The hall was an immense stone pit, ringed by torches. In the center of the sunken floor, a long table had been set up. The flyers sat around it in a semicircle, on rough stone seats that ascended, tier after tier after tier, to the place where wall met ceiling. Jamis the Senior, his thin face lined by age, sat in the center of the long table. Though a land-bound for several years now, his experience and character were still widely esteemed, and he had come by boat to preside. On either side of him sat the only two non-flyers admitted: the swarthy Landsman of Greater Amberly and the portly ruler of Lesser. Corm had the fourth seat, at the right-hand end of the table. A fifth chair was empty on the left.
Maris went to it, while Dorrel and Coll climbed the stairs to their places. The drumbeats sounded again, a call for silence. Maris sat and looked around as the room began to quieten. Coll had found a seat, high up among the unwinged youths. Many of them had come by boat from nearby islands, to see history be made; but like Coll, they were expected to play no part in the decision. Now they ignored Coll, as might be expected; children eager for the sky could scarcely understand a boy who had willingly given up his wings. He looked dreadfully out of place and lonely, much as Maris felt.

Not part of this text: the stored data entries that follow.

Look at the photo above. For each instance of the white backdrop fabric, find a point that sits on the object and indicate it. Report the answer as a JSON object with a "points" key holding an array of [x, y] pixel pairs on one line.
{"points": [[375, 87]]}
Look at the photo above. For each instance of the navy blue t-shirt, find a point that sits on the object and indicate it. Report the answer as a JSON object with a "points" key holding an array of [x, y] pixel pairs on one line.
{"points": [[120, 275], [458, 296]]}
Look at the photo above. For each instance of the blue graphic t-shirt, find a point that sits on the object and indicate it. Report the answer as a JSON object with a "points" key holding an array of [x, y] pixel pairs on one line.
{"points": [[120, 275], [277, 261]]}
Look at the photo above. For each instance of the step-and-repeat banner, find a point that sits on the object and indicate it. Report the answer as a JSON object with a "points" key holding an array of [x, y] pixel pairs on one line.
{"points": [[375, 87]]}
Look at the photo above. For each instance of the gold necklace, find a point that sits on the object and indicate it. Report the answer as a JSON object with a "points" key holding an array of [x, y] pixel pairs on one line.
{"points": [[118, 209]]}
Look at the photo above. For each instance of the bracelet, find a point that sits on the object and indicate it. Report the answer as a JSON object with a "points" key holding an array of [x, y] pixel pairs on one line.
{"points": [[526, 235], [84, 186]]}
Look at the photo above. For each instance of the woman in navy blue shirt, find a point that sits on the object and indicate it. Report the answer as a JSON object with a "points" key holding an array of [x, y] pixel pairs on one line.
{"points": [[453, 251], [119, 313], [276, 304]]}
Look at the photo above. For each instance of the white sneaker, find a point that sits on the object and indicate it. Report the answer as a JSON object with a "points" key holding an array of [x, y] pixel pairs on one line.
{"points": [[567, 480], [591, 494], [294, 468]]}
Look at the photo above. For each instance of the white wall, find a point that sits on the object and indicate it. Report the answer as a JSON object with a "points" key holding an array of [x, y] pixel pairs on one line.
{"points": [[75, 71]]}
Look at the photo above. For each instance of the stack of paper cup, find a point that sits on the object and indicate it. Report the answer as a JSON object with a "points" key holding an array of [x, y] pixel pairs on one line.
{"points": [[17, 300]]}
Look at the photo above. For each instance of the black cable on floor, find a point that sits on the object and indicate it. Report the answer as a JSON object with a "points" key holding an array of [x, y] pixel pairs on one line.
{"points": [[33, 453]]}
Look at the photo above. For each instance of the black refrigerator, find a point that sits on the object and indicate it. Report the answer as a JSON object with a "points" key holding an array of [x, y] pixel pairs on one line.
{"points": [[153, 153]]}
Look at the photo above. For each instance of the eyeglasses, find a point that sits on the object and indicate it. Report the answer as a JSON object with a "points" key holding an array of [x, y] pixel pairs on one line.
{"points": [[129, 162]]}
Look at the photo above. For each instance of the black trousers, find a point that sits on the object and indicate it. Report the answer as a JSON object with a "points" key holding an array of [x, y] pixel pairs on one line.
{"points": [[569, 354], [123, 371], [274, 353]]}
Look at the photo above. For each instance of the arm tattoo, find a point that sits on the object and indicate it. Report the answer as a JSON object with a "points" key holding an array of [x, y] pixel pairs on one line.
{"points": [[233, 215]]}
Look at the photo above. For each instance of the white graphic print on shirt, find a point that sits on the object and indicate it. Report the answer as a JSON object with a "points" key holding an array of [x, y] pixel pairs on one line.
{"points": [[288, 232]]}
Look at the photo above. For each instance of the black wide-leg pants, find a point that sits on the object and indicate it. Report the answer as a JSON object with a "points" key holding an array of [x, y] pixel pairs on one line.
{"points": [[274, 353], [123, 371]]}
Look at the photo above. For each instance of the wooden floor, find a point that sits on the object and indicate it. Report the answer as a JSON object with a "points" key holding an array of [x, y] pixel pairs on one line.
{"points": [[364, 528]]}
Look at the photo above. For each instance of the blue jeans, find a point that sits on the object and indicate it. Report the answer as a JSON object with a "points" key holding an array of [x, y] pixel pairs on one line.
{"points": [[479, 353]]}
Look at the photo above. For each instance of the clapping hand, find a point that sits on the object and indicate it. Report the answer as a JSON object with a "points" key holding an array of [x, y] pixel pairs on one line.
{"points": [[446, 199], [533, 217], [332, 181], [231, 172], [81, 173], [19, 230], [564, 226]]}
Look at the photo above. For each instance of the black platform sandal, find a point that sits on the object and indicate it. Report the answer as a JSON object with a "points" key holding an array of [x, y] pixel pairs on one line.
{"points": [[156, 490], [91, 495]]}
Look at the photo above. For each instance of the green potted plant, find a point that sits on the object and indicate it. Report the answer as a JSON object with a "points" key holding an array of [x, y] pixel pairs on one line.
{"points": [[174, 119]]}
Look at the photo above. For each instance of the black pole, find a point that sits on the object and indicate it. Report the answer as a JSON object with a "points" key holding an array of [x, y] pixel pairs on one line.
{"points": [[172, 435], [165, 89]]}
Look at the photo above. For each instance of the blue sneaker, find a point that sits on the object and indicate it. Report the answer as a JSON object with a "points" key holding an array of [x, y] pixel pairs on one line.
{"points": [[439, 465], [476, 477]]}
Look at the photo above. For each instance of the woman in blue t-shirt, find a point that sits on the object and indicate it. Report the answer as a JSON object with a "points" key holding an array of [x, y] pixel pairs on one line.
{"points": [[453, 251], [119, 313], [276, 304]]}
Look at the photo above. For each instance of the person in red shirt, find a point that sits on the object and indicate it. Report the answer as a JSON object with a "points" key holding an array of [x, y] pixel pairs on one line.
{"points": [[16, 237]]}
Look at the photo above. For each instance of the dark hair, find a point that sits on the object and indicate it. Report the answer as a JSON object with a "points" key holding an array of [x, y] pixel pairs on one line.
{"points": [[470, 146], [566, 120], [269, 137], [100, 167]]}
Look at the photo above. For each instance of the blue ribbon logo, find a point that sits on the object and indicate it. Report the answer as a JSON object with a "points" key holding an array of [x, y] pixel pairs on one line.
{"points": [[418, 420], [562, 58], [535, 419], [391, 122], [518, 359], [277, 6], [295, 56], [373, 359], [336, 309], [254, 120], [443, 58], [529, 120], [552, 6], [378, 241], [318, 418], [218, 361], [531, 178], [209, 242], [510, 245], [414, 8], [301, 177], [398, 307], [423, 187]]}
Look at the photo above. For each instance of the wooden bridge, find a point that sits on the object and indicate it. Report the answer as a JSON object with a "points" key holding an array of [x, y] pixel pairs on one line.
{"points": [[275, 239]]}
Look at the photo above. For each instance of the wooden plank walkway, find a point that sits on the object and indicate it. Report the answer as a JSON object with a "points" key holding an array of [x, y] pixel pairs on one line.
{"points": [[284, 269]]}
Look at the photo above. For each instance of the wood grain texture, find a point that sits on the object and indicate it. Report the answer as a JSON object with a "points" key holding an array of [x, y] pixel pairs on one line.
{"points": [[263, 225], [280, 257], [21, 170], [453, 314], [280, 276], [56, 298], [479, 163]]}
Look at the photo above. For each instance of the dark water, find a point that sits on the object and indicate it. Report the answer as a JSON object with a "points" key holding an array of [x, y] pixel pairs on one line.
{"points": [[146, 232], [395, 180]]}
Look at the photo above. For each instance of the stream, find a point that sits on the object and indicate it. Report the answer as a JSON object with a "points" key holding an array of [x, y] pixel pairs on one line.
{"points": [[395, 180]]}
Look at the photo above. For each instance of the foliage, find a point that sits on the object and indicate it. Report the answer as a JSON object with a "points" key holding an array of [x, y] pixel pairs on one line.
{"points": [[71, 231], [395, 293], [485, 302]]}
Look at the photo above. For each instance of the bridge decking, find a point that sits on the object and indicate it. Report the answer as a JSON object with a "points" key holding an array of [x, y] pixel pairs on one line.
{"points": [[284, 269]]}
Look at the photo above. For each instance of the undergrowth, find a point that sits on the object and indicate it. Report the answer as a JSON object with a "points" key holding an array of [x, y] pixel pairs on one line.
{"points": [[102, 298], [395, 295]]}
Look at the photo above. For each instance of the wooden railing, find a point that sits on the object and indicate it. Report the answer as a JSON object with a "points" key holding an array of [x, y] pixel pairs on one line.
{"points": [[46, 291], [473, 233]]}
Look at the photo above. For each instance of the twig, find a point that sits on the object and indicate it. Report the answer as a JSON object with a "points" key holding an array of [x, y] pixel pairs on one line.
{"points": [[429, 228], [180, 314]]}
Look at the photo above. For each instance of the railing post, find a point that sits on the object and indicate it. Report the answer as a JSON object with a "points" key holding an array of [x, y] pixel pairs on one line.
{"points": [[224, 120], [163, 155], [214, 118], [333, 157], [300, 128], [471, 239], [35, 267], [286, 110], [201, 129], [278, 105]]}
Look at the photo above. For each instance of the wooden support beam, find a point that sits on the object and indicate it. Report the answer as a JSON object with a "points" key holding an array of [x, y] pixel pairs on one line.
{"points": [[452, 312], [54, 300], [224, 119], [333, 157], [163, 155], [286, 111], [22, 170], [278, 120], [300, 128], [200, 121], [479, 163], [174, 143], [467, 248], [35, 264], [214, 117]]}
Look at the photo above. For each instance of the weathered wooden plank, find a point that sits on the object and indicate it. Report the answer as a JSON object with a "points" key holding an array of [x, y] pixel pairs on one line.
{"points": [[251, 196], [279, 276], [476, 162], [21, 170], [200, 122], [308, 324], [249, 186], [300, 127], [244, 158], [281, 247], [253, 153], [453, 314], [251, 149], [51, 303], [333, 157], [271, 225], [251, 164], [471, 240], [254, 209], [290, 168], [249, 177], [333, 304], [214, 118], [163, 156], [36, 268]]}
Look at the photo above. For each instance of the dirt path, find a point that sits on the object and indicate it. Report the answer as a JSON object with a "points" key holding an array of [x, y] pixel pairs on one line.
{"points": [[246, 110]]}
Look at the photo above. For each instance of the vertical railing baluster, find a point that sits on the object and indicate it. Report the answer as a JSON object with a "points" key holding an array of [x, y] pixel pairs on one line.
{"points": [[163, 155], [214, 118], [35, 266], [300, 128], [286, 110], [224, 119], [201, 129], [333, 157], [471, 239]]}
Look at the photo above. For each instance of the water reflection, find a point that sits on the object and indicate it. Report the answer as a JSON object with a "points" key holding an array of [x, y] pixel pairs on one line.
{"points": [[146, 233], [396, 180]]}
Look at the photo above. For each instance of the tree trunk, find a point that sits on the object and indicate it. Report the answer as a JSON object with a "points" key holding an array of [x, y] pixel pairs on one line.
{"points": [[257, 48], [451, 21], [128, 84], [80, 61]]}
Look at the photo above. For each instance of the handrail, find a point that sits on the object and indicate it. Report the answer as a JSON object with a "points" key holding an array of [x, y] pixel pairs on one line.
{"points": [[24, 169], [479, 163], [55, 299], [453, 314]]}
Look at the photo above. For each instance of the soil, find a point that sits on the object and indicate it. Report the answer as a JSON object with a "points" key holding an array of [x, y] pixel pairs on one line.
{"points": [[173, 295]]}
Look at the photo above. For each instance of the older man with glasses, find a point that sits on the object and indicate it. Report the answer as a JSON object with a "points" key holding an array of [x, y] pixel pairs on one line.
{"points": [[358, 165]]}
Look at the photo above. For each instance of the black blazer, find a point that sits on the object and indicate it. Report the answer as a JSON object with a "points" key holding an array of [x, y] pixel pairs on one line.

The drums stopped. Jamis the Senior stood, and his deep voice rang over the hall. 'This is the first flyers'
Council in the memory of any here,' he said. 'Most of you already know the circumstances under which it has been called. My rules will be simple. Corm shall speak first, since he invoked this meeting. Then Maris, whom he accuses, shall have her chance to answer him. Then any flyer or former flyer here may have his or her say. I ask only that you speak loudly, and name yourself before you talk. Many of us here are strangers to each other.' He sat down.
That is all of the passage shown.